Inspired by ChatGPT, this large-scale language model speaks fluent finance

Applications of AI


First there was ChatGPT, an artificial intelligence model with a seemingly uncanny ability to mimic human language. Introducing BloombergGPT, the first large-scale language model built specifically for the financial industry, created by Bloomberg.

Similar to ChatGPT and other popular language models recently introduced, this new AI system can create human-level text, answer questions, and complete various tasks, making it unique to the financial industry. It will be able to support various natural language processing tasks.

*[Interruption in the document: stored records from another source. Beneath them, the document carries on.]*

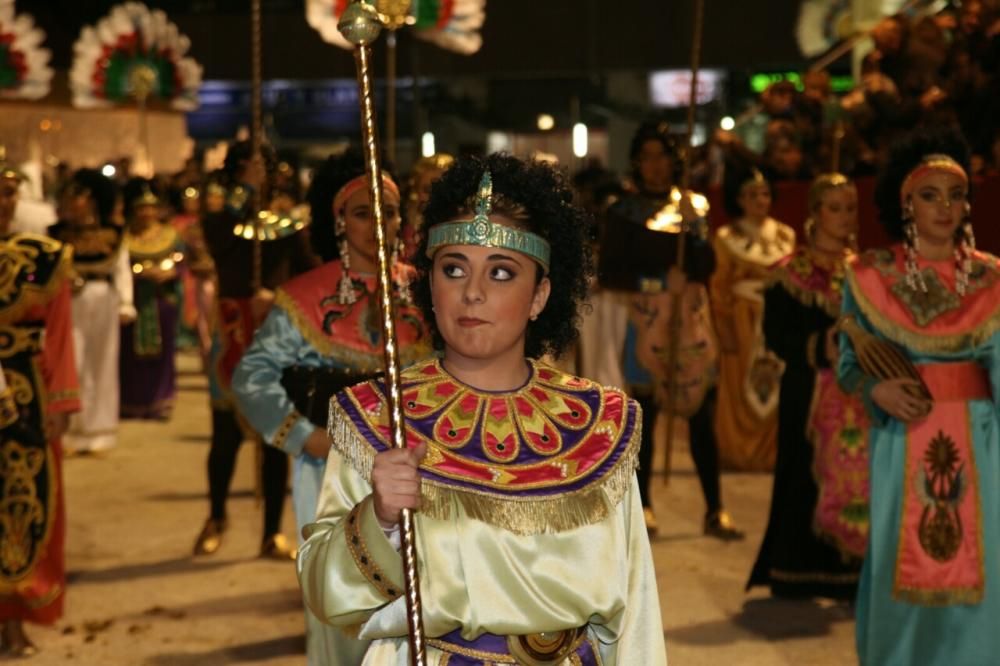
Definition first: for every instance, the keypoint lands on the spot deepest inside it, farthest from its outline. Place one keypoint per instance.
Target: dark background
(521, 38)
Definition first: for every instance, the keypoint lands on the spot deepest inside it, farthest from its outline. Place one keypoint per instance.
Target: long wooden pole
(361, 26)
(256, 135)
(675, 299)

Mark Dreze, Associate Professor of Computer Science at Johns Hopkins University’s Whiting School of Engineering and Bloomberg Visiting Scholar, was part of the team that created the program. Dreze is also the founding Director of Research (Foundations of AI) for his new AI-X foundry at Johns Hopkins University.

The hub spoke with Doreze about the Bloomberg GPT and its far-reaching implications for AI research at Johns Hopkins University.

Mark Drezet

Image Caption: Mark Drezet

What were the goals of the BloombergGPT project?

Many of you have seen ChatGPT and other large language models. These are impressive new artificial intelligence technologies with great capabilities for processing language and responding to people’s requests. It is clear that these models have the potential to change society. To date, most models focus on general purpose use cases. But we also need domain-specific models that understand the complexities and nuances of specific domains. ChatGPT is great for many uses, but we need specialized models for medicine, science, and many other areas. It is not clear what the optimal strategy is for building these models.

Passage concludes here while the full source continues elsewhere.